But, earlier in the year, Tinubu had while speaking to State House Correspondents after visiting Buhari for a brief meeting on January 7, 2020, stated that it was too early to talk about which section of the country would get the presidential slot for 2023. “It will be mere restlessness to talk about it now; this is not the time,” he said.

Governor Buni also kicked against the idea of rotational presidency, which implied that power should move to another geo-political zone when Buhari, a northerner, leaves office in 2023 after serving for the two terms allowed by the constitution.

Buni explained that ‘rotation’ limits the chance of people to make choices of who should occupy the coveted seat.

He said, “People should be allowed to choose their President from any part of Nigeria. It’s not written anywhere that the President must come from a particular region. It was not even in any established order.”

The governor also dismissed insinuations that his government was dominated by associates of his predecessor who would not allow him to concentrate and work for the people of the state.
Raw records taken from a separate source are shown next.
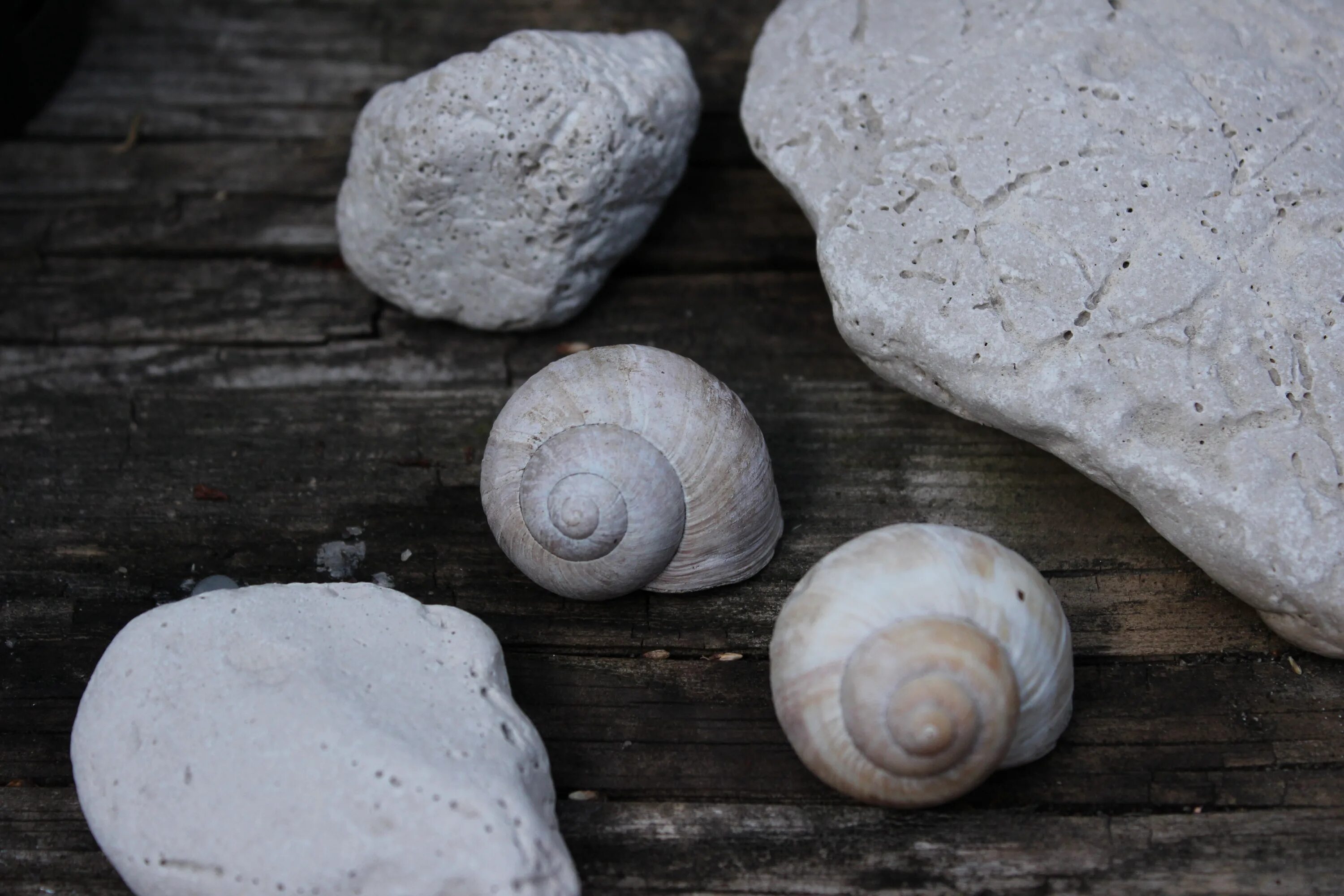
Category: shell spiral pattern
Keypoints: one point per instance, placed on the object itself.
(916, 660)
(628, 468)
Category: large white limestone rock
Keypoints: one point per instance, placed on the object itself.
(1111, 229)
(499, 189)
(315, 739)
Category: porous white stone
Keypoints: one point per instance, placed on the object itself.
(499, 189)
(1111, 229)
(315, 739)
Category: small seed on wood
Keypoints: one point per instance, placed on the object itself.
(585, 796)
(207, 493)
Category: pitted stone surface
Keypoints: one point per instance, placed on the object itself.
(1111, 229)
(318, 739)
(500, 189)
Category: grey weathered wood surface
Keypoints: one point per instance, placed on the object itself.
(178, 315)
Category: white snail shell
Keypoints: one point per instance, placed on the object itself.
(628, 468)
(913, 661)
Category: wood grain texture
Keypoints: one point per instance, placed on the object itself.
(178, 315)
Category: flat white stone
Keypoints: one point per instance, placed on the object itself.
(500, 189)
(1111, 229)
(315, 739)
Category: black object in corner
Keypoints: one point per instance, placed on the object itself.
(39, 43)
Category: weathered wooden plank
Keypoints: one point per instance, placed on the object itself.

On the N30,000 new minimum wage, the governor said the state had since commenced the payment even with its meagre resources. He also expressed concern over the large number of out-of-school children in the state as a result of Boko Haram insurgency in the North-East region. Insurgency had been witnessed largely in Yobe, Adamawa and Borno states.

“Boko Haram conflict started when these children were about three years old; now it’s about 10 years (that the problem started) and they (the kids) have not been in school,” he added.

On the issue of rotational presidency, el-Rufai had in a prologue titled, ‘Defeating a Determined Incumbent – The Nigerian Experience’, which he contributed to a book – Power of Possibilities and Politics of Change in Nigeria – written by the Director-General of the Progressives Governors’ Forum, Salihu Lukman, also made a case for the abandonment of zoning arrangement for political offices in the country.

He said the arrangement needed to be de-emphasised and ultimately abandoned in favour of competence, while describing the zoning of political offices as a barrier to political equality.

Notably, though an informal arrangement, the position of the President currently rotates between the North and the South, since the country returned to democracy in 1999.

He said, “Even with our success in the 2015 elections, there is room for improvement. Barriers to political equality, such as our seemingly entrenched though informal rule for zoning candidacies according to regions of origin, need to be de-emphasised and ultimately abandoned in favour of an emphasis on qualification, competence and character.

A federal lawmaker in the second republic had said no law says power must return to the south.

But in their response, prominent leaders of the South-West, South-South and South-East said it would only be right for power to return to the South, especially the South-East.